At ten the next morning Bill picked me up and we went to the public library so I could get some work done and he agreed to collect me again around lunch. I was feeling hungry by then, so we drove to get a snack, and then drove downtown and went to the Motown Museum. We were at the Detroit Institute of Arts a little after three. We saw the Diego Rivera murals and the famous Breughel wedding dance painting.

We had pasta for dinner that night, it was great to have a decent home cooked meal.

At 8:30 we were at Jerry and Mary’s, friends of Bill’s who he wanted me to meet. We talked about Detroit and the election. We were there a couple of hours and then I went back to the hostel.

Bill and Diane were both teachers. At one point while I was in Detroit, Diane mentioned how wages for teachers had declined in real terms since the 1990s, and the profession now lagged behind comparably skilled occupations even when benefits such as somewhat longer holidays were taken into account.

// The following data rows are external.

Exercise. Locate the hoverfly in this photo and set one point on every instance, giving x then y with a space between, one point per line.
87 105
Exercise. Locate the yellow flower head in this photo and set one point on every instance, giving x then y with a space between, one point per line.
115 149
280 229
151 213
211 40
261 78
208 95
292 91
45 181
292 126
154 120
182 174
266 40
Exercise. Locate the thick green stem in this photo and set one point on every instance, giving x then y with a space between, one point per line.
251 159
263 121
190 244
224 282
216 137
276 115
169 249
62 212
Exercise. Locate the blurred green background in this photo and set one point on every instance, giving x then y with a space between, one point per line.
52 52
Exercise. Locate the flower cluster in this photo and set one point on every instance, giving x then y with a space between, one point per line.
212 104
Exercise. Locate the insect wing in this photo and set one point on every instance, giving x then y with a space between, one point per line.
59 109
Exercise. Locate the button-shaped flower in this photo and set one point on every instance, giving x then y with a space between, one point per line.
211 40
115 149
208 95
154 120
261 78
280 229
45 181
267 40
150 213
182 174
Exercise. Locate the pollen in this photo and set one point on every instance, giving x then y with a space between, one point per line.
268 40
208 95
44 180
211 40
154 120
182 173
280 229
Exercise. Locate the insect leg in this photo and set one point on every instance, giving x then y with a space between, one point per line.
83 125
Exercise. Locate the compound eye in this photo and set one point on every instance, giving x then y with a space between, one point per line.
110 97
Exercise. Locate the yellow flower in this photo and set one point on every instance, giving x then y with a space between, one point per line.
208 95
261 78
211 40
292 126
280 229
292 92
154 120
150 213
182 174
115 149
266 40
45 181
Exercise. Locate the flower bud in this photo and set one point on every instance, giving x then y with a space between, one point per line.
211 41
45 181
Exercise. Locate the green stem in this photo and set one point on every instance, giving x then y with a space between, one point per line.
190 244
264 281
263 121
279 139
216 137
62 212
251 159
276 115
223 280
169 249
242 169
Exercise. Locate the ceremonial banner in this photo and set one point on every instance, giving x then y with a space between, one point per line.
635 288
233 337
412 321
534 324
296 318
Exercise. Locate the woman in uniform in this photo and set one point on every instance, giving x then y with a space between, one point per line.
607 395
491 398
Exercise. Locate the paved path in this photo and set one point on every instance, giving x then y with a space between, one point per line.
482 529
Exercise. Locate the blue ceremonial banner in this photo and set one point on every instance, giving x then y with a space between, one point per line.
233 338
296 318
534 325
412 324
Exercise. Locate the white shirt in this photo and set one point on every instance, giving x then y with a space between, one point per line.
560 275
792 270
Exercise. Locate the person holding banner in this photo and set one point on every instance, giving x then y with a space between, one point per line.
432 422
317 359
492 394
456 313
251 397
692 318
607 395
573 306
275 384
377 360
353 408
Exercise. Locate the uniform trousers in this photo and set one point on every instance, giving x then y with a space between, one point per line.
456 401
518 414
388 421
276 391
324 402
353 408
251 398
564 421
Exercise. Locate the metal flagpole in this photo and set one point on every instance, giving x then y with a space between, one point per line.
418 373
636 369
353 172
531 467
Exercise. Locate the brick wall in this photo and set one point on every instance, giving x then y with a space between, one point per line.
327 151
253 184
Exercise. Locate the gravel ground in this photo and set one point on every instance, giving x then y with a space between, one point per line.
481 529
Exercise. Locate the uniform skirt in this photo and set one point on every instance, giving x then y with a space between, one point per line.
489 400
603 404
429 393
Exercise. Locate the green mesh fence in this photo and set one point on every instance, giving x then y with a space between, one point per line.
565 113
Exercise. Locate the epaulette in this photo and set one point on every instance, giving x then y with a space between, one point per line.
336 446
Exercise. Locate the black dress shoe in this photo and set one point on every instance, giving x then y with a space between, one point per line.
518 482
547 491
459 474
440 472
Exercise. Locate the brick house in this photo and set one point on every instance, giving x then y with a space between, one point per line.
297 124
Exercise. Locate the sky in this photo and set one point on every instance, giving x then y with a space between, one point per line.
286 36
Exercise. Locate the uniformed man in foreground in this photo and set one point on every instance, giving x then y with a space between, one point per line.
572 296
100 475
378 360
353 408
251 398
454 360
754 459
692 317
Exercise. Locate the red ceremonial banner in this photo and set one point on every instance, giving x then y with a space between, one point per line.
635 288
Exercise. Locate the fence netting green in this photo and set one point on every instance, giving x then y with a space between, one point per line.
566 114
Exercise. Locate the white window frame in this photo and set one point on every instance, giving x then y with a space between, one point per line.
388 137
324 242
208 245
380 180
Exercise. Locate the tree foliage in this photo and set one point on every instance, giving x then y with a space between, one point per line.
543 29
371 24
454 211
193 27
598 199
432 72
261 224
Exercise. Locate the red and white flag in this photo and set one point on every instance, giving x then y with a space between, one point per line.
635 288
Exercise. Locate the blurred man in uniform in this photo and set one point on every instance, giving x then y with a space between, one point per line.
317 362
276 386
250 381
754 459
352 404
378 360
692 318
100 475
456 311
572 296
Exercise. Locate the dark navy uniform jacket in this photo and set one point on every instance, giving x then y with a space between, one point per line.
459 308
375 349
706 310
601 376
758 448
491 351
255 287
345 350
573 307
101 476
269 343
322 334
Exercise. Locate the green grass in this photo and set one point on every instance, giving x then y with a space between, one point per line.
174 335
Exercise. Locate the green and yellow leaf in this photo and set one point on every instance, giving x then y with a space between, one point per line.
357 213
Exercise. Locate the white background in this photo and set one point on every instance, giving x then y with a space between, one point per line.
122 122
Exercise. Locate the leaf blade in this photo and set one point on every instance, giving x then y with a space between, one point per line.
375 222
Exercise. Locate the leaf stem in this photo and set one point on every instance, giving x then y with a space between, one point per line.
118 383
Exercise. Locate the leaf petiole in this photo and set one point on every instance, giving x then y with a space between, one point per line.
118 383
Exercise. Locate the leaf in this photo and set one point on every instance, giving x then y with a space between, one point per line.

There is a lot of serious discussion among town planners and urban designers about how best to handle the depopulation of the inner city: whether communities should be consolidated into certain areas, while others are bulldozed and turned into parks, rather than letting the inner suburbs become full of vacant lots in a snaggle-toothed sort of a way. Detroit hasn’t seen the last of urban renewal, it would seem.

After Detroit, we decided to see some more of Michigan. It was cool the next day, a cold, overcast semi-drizzly day when we set off. We were headed north via Flint, Michigan, another declining industrial town made famous in an early Mike Moore documentary, to the Straits of Mackinaw, the Upper Peninsula and the Canadian border at Sault Ste Marie, and then along the Lake Superior coast for a way, before returning down the west coast of the Lower Peninsula and back to Detroit.

We hit the road at ten-thirty. Our first stop on the intended circumnavigation of Michigan was a suburban McDonalds: we didn’t get very far on the first leg of the expedition!

In the McDonalds, we talked to a lovely old man named Larry, who was hard of hearing. I wanted to talk about the water situation in the nearby Michigan city of Flint and Larry was more than happy to tell me about it. He had his hand on my shoulder when he talked, and he had some interesting things to say.